Attention all Carriers, the First DCA wants your undivided attention.  If you do not respond timely to a Claimant’s request for change in physician, in a specific manner, you will lose your right to choose the change in doctors.

As I wrote earlier, the E/C need not schedule the appointment with a doctor of its choice within 5 days of Claimant’s request for a change.  In Florida Fun Superbike Center v. Hunt, the adjuster simply forwarded a list of psychiatrists and the Court found that is good enough to meet the requirements of  s. 440.13(2)(f)

But, what if the E/C responds within 5 days, doesn’t provide a list or the name of the change? Is that good enough?  According to the First DCA, no it is not.
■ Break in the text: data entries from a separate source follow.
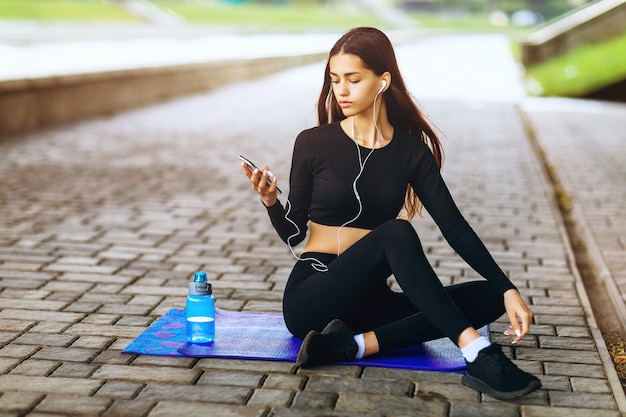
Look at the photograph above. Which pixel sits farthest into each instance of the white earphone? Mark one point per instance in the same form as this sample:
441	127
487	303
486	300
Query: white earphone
384	84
In Harrell v. Citrus County School Board, Claimant requested a one time change and the E/C responded with in 5 days.  While the adjuster forwarded a letter back acknowledging receipt of the request and promised to authorize the change, the adjuster never named the new doctor.  The E/C waited 19 days before sending a second letter advising Claimant of the appointment date and the name of the doctor.

At final hearing, Claimant argued the E/C did not comply with s. 440.13(2)(f) because the E/C did not announce the specific change in doctors until well past the 5 days after he request.  The JCC denied her claim, citing the Hunt decision since the E/C sent its inital letter within the 5 days.

The First DCA reversed, reasoning that simply acknowledging Claimant’s right to a change of doctors is insufficient.  For s. 440.13(2)(f) to have any teeth, the E/C must be bound to name that doctor within 5 days.  Instead, the acknowledgement of Claimant’s request is hollow.  An E/C can respond within 5 days and then set the appointment whenever the E/C wants to, shucking its responsibility to honor chapter 440 as self-adminstrating.

As I wrote previously on Hunt: I think this is a reasonable ruling for a real world scenario.  Keep in mind though, you do not have to provide a list for a one time change  within 5 days or a request of treatment.   If you are going to authorize, just pick the doctor you most feel comfortable with and schedule.  That is the purest way to show you met your statutory requirement.

Once again, I think this is a reasonable decision.  If you as an adjuster already acknowledge receipt of Claimant’s request, you might as well inform her of your choice of doctors.   Keep a list of trusted doctors nearby, in each specialty, and list that doctor in your response letter to Claimant.  This way, you comply with the statute and you still get to control the medical aspect of the claim. 

But, as I review these 5-day rule line of cases, the best advice I can give is: treat requests for change in doctors with the same importance as final orders from judges.  They have that much impact on your claim.